Mizuno embraces classic Japanese luxury with new M-Craft City Series Putters
The update to Mizuno's signature putter line offers buttery forged feel in what might be one of the prettiest packages of the year.

For a new line as forward-thinking as it was, Mizuno's M-Craft putter range, debuted back in 2024, didn't really make the splash the Japanese company probably hoped it would.
Part of this comes down to the simple fact that Mizuno will always be more renowned for its irons than anything else. It's a good problem to have, but with only a smattering of the brand's tour players gaming either Mizuno woods or putters, the brand, like many others, has struggled to make substantial noise in an increasingly crowded market.

The M-Craft range was intended to be a solution to this, introducing a modular design that allowed players to switch and swap heads, weights and putter shapes to suit their stroke. It was a novel idea, but a refreshing one from a brand clearly intent on making a bigger splash in the flat stick space. Unfortunately, we found the final product a little lacking, feeling it lacked the finesse and feel of a traditional milled putter.
Taking the M-Craft range in the new direction for 2026, however, is the new City series line: a range of forged putters that pivots away from modern tech and puts the emphasis back on the four core tenets Mizuno is best known for: heritage, individuality, innovation, and foundation. Mizuno have made a clear aesthetic turn with the new City series, embracing a more traditional look that screams the old-school luxury of '90s Japan. You could very much imagine taking a ride in your chauffeur-driven Toyota Crown to pick one of these up.

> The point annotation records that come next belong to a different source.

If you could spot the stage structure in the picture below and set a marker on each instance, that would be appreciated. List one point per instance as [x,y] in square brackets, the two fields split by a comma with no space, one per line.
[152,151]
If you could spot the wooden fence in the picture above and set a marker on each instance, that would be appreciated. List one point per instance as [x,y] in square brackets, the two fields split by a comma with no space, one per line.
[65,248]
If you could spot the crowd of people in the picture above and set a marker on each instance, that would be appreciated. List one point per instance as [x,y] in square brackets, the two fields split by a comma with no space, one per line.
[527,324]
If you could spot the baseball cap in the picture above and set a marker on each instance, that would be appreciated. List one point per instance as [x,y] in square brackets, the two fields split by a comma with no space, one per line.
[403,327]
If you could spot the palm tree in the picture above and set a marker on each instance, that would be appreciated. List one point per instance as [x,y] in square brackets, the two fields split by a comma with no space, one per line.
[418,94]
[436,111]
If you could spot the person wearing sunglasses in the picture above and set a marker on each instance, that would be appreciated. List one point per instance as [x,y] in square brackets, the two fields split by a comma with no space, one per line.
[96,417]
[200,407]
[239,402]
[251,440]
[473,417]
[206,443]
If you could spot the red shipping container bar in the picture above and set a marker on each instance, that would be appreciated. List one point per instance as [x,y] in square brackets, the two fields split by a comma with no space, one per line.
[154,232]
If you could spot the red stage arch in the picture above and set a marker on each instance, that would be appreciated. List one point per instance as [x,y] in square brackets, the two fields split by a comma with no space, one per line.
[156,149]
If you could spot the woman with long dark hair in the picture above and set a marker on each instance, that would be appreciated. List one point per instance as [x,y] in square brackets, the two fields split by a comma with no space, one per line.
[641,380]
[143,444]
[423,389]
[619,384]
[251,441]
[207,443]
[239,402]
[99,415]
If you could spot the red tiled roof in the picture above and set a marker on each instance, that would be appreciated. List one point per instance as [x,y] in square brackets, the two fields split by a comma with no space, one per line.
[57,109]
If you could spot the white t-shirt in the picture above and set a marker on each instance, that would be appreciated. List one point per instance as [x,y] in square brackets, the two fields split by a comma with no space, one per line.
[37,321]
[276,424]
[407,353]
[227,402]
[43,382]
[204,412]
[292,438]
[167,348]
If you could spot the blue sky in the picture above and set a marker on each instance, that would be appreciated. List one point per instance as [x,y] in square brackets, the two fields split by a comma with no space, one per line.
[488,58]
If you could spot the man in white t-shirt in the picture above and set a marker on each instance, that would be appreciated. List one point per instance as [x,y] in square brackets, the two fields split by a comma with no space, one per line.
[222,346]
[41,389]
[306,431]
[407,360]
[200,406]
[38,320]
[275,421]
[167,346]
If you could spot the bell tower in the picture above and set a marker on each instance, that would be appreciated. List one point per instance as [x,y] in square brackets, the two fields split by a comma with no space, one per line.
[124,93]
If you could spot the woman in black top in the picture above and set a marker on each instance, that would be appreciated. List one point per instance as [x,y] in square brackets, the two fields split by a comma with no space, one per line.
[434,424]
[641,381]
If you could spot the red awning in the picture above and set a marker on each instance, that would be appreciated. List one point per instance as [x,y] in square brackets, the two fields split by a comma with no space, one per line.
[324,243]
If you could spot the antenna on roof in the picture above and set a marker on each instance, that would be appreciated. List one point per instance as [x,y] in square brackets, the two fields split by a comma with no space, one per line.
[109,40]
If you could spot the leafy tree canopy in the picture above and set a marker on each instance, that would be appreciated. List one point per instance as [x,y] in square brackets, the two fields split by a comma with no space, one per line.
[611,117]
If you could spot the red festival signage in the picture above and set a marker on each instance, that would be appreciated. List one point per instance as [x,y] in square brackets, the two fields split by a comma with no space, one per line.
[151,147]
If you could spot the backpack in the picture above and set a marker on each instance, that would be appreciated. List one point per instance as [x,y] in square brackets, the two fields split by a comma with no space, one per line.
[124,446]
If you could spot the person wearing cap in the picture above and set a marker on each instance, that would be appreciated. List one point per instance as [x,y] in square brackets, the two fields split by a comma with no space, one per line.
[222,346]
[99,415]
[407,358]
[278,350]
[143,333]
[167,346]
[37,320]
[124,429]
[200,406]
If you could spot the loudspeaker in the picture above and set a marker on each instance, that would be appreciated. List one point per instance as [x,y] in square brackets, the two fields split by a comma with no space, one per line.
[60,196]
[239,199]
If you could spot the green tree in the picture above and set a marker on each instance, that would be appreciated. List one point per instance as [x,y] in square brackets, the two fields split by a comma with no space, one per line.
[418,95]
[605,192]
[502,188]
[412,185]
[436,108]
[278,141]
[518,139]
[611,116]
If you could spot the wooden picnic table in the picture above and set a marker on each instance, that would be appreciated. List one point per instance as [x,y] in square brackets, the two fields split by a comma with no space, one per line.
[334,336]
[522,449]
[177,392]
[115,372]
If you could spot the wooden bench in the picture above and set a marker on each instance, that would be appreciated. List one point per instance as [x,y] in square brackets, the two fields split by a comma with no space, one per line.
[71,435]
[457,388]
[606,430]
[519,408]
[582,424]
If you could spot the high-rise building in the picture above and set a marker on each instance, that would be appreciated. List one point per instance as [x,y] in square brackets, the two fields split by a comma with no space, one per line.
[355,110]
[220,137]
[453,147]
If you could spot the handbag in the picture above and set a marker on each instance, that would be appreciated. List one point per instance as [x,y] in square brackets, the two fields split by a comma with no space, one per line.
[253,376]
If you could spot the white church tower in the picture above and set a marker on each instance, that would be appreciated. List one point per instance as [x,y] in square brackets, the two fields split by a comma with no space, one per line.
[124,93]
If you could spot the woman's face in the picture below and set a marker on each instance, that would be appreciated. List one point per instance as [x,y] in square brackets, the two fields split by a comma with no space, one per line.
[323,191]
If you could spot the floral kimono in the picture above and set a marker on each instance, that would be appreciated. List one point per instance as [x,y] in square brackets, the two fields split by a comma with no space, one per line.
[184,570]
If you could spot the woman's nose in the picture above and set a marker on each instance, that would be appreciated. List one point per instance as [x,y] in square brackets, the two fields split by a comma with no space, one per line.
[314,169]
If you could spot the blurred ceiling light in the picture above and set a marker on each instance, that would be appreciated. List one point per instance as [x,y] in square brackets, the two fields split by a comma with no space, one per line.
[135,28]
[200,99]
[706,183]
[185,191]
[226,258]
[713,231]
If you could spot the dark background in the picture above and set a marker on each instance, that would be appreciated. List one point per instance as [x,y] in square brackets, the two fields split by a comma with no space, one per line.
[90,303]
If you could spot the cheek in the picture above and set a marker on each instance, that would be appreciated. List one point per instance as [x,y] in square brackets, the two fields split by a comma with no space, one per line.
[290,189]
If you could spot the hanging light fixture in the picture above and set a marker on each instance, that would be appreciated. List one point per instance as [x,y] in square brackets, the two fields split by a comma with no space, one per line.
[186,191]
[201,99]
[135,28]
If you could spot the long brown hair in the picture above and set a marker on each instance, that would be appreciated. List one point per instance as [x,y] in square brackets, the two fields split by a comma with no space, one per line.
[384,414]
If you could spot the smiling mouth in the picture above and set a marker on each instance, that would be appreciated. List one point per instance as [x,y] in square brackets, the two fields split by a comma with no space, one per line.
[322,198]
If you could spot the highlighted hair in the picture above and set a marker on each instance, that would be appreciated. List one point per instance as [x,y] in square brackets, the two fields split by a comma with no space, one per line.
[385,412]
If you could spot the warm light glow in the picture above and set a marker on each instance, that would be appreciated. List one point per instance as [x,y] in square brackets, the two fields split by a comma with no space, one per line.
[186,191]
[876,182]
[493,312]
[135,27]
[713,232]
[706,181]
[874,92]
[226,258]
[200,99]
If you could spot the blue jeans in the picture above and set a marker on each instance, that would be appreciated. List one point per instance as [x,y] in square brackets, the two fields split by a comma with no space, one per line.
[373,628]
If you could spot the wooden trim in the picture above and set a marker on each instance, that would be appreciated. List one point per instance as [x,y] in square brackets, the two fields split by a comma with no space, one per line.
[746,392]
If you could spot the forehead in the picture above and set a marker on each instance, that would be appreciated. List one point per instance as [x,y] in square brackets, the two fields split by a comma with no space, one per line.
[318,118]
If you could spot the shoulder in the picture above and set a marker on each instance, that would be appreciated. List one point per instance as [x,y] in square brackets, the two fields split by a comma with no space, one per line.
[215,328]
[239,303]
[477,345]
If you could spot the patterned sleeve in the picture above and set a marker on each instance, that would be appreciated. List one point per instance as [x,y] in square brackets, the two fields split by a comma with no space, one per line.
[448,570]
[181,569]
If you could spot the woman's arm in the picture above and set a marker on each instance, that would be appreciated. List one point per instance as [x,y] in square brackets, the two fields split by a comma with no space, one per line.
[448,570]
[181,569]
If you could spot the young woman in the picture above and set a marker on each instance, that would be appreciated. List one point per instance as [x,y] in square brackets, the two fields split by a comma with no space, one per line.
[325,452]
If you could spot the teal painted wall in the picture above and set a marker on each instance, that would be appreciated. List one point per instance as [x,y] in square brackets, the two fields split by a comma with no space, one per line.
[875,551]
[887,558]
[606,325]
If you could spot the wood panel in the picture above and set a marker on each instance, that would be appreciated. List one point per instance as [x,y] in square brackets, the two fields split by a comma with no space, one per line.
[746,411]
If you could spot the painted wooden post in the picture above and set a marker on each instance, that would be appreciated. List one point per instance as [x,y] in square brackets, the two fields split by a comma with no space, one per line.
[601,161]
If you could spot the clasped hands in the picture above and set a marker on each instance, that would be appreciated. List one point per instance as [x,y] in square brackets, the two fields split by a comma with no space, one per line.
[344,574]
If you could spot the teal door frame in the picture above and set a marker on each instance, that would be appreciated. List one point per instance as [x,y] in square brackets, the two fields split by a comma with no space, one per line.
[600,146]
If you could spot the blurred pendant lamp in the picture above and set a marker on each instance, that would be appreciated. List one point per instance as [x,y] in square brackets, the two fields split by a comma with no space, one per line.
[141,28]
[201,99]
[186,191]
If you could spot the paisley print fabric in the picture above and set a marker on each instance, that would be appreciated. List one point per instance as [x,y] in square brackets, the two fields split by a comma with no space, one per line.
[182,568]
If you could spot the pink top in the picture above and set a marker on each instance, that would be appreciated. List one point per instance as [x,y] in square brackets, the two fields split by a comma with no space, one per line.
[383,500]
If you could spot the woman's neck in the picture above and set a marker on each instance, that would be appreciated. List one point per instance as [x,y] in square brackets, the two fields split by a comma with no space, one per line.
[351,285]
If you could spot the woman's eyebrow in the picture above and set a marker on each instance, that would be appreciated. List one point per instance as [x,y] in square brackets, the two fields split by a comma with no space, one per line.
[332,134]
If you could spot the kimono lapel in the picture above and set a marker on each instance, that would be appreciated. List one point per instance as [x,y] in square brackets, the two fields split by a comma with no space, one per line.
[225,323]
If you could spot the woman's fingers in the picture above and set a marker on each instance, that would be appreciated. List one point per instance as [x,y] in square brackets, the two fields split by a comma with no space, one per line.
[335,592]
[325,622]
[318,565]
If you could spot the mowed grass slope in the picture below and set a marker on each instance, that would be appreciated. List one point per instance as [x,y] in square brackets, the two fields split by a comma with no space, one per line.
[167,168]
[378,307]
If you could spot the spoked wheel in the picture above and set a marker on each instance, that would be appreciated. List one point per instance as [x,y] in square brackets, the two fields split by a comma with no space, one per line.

Further to this, Mizuno have renamed the series models to pay homage to four iconic Japanese cities. The Kyoto is the most traditional shape: a classic bladed profile complemented by the slightly wider Osaka mid-mallet.
The two true mallets come in the form of the Nagoya, which has a classic rounded mallet shape with added perimeter weighting and a roll-up cavity for more MOI and less sole displacement; and the wing-backed Tokyo, which is more rigid than the old OMOI 6 for a better feel.
There's no newfangled modular tech here, rather Mizuno have placed the focus back resoundingly back on producing the feel that might just turn the heads of staff players and premium putter collectors alike. Each head is forged from 1025E steel, one of the softest available to Mizuno, and is engineered with the same copper underlay that sits beneath the face of the company's irons, the two working in harmony to provide a soft, crisp feel. Deep face milling, rendered in a very Mizuno-y wave pattern, delivers a true roll. Both are offered in a choice of a clean satin black or a classic nickel finish.

Priced at RRP £299 (about the same as the old M-Craft model), the new M-Craft City Series putters will be available to pre-order from January 26, with an on-sale date of February 12.